Square extended almost $700m SMEs loans per quarter in Q4 2019, highlighting the massive market potential. The point is that through the value of data and insights, many African payments companies can grow value well beyond pure payments value, because what they are ‘seeing’ are truly unique insights.
Capital Efficiency & Unit Economics
Because of structural inefficiency in Africa (‘reinventing the wheel’ is by definition required as there is no ‘wheel’ of infrastructure that functions successfully today) there is a degree of inherent capital inefficiency presumed to be required to get to minimum size to scale. Second, targeting SMEs and consumers is inherently more expensive than enterprise sales, with higher churn, greater cost to acquire and service, and a still-limited ceiling on realistic customer lifetime value.
We see that emerging African payments leaders go through different stages of capital inefficiency. For most, there is a multi-year period of greater inefficiency, as basic vertical integration is built. However, once companies pass a ‘tipping point’ of scale, rising take rates, and the leverage available from layering on additional services and use cases quickly turns that inefficiency into a highly capital efficient set of assetsIt is particularly important to distill, frame, and articulate these metrics as investors / buyers value a ‘perpetual motion machine’ that targets, acquires, services and ‘up-sells’ customers.
Having a well-crafted set of unit economics also underscores the value of the existing and prospective customer base, and validates the ‘ground game’ execution strategy of local distribution across Africa. Buyers of equity can also rationalise paying more upfront because there is no significant $ required to subsequently drive customers to profitability. This transition from inefficiency to hyper-efficiency is a key element of story telling for African payments companies to sell equity at rising prices.

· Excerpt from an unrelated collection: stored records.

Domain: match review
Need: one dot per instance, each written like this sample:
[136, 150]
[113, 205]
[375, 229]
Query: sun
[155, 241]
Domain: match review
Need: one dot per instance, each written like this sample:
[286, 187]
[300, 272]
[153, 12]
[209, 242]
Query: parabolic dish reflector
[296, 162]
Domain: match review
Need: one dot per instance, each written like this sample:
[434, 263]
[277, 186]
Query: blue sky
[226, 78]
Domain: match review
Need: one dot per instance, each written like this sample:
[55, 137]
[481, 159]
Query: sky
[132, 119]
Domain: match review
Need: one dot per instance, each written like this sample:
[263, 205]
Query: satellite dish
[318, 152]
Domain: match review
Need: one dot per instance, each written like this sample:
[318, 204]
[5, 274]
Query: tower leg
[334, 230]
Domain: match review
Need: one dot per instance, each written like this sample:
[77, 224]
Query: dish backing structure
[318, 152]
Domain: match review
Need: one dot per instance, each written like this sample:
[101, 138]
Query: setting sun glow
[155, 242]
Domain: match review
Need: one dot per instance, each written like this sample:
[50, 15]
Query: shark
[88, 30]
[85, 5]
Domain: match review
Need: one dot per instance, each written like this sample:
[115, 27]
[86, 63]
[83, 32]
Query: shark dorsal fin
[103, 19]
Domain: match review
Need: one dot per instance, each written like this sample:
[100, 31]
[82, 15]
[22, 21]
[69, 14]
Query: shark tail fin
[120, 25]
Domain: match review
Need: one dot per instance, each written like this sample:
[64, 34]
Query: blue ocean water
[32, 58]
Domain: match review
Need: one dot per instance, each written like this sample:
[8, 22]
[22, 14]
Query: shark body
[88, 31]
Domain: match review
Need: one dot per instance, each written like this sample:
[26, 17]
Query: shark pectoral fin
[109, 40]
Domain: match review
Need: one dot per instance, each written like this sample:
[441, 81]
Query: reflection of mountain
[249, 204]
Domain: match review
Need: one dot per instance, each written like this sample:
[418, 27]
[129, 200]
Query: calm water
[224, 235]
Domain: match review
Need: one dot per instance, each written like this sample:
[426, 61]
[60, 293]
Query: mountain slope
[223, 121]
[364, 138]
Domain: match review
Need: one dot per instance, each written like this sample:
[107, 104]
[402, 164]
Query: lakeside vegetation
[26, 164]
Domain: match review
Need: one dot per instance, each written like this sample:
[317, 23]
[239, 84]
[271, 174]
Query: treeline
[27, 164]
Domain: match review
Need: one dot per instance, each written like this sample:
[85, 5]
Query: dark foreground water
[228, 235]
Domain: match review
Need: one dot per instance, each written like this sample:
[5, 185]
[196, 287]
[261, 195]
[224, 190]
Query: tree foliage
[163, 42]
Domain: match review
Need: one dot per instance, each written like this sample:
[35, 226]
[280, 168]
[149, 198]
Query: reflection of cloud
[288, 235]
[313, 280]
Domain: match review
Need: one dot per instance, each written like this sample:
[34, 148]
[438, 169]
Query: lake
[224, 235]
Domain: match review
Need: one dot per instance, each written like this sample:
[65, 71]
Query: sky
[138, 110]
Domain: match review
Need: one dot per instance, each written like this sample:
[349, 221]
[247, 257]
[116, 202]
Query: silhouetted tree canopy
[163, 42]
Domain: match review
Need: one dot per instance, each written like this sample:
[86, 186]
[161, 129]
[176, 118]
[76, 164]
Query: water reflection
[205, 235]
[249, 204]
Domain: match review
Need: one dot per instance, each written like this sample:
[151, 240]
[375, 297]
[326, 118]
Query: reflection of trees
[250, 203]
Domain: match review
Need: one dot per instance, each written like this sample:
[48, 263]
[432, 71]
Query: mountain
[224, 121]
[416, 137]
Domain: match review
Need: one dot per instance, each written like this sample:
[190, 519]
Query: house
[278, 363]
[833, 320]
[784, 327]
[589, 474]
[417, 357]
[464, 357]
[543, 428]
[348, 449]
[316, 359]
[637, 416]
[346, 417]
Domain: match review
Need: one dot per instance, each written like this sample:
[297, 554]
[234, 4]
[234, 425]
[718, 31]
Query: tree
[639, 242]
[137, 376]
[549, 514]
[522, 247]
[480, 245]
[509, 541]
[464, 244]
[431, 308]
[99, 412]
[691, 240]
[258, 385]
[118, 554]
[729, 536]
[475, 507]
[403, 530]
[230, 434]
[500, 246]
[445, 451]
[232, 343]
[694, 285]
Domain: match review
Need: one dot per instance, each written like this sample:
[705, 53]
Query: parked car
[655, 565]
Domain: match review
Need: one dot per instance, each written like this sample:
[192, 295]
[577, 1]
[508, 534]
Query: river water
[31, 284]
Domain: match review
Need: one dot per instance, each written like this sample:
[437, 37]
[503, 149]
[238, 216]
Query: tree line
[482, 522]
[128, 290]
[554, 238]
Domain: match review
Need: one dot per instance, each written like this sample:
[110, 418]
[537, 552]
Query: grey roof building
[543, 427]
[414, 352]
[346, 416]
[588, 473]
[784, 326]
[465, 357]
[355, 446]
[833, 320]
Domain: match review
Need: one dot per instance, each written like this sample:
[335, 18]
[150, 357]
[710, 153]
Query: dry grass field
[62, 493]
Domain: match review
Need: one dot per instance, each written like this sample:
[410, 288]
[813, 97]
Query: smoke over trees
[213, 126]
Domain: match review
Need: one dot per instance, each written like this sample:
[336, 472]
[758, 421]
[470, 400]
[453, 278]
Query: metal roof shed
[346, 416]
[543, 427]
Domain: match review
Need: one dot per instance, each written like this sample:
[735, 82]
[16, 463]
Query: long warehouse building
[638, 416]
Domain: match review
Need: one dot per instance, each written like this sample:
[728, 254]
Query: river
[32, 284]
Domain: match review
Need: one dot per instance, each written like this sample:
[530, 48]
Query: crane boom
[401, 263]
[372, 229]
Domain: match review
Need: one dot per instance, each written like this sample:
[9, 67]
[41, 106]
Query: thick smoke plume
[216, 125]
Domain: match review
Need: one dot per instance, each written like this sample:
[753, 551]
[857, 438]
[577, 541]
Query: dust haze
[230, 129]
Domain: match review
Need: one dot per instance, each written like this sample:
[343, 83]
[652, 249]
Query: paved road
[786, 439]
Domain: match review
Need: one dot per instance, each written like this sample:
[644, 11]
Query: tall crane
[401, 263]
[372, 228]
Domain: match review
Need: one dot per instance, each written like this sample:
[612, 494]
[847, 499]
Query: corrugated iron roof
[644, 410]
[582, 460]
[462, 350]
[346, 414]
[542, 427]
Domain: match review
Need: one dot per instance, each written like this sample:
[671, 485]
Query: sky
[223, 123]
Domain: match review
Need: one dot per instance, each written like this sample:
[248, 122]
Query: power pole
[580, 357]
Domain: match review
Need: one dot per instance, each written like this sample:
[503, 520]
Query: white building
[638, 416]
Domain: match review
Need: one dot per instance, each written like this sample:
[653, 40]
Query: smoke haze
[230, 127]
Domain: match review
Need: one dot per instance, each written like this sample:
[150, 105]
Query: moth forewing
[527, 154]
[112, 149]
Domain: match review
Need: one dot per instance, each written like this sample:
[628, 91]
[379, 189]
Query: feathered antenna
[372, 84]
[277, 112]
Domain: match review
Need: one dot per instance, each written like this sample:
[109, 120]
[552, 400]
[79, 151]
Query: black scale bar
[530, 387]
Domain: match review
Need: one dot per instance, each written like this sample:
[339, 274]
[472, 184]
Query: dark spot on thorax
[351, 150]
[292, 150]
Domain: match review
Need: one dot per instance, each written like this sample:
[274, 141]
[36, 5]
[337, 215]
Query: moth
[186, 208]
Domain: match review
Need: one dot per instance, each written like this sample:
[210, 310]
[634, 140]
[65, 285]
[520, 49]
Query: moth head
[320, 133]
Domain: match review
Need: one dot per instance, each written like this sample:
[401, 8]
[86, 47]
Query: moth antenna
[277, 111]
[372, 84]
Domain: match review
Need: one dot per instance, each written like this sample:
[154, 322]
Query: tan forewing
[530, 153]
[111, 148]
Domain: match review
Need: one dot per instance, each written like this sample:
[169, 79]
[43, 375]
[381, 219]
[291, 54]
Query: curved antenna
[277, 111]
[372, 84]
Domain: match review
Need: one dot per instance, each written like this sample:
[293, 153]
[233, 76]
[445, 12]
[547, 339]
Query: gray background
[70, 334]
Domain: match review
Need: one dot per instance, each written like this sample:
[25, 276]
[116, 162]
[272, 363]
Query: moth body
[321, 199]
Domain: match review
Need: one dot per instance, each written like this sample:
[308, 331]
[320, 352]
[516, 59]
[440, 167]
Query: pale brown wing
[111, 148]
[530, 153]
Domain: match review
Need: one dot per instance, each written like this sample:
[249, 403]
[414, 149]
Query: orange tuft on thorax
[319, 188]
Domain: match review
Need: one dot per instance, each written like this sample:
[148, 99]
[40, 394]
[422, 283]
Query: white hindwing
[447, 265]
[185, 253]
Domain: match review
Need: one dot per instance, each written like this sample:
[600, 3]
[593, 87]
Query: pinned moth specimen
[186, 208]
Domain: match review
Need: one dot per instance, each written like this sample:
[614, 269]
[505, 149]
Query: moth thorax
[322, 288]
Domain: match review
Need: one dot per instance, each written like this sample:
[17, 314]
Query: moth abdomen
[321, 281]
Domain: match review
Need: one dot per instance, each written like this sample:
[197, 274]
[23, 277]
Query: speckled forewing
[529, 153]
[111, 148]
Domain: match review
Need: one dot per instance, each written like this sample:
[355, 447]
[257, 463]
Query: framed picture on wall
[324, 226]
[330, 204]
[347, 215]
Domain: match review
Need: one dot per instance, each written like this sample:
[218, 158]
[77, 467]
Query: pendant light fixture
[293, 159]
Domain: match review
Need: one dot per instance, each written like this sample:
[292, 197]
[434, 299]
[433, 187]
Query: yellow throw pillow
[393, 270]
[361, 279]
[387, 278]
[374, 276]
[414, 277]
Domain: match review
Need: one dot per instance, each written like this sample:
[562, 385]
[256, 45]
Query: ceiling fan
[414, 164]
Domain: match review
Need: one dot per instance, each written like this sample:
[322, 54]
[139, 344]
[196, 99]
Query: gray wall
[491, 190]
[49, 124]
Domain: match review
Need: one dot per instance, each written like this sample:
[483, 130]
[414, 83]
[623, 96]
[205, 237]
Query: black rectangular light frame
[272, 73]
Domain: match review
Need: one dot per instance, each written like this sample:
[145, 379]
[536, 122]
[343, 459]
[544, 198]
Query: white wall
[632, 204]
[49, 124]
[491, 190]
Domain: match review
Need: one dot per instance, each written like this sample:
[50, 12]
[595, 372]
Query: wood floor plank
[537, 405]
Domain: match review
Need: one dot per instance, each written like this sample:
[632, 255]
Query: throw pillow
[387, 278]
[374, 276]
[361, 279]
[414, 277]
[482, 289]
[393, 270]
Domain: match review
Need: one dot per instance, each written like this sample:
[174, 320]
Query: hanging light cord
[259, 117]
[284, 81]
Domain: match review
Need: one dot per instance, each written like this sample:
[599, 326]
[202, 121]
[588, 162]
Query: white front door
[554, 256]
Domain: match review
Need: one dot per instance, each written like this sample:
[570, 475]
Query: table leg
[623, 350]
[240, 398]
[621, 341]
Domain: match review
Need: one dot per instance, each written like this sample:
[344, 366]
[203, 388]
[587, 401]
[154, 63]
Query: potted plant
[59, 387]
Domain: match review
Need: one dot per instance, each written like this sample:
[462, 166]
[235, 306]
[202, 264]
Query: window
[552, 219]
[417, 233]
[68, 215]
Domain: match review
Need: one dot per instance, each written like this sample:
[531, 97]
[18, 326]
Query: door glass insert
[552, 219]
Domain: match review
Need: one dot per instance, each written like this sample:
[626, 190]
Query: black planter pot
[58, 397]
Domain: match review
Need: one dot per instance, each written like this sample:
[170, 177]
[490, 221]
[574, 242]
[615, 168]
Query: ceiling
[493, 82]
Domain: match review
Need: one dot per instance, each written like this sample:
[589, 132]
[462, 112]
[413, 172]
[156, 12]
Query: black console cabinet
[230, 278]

Africa presents maybe the biggest payment opportunity in the world today. For companies with some degree of scale, they have already done much of the hard work to generate long term embedded value, and only now are many starting to see the benefits of high marginal unit economics. With more capital, and compelling equity stories to tap the next generation of larger investors, we see several potential ‘unicorns’ emerging in the space in the next 5 years. M-Pesa and Interswitch are only the tip of the (value) iceberg.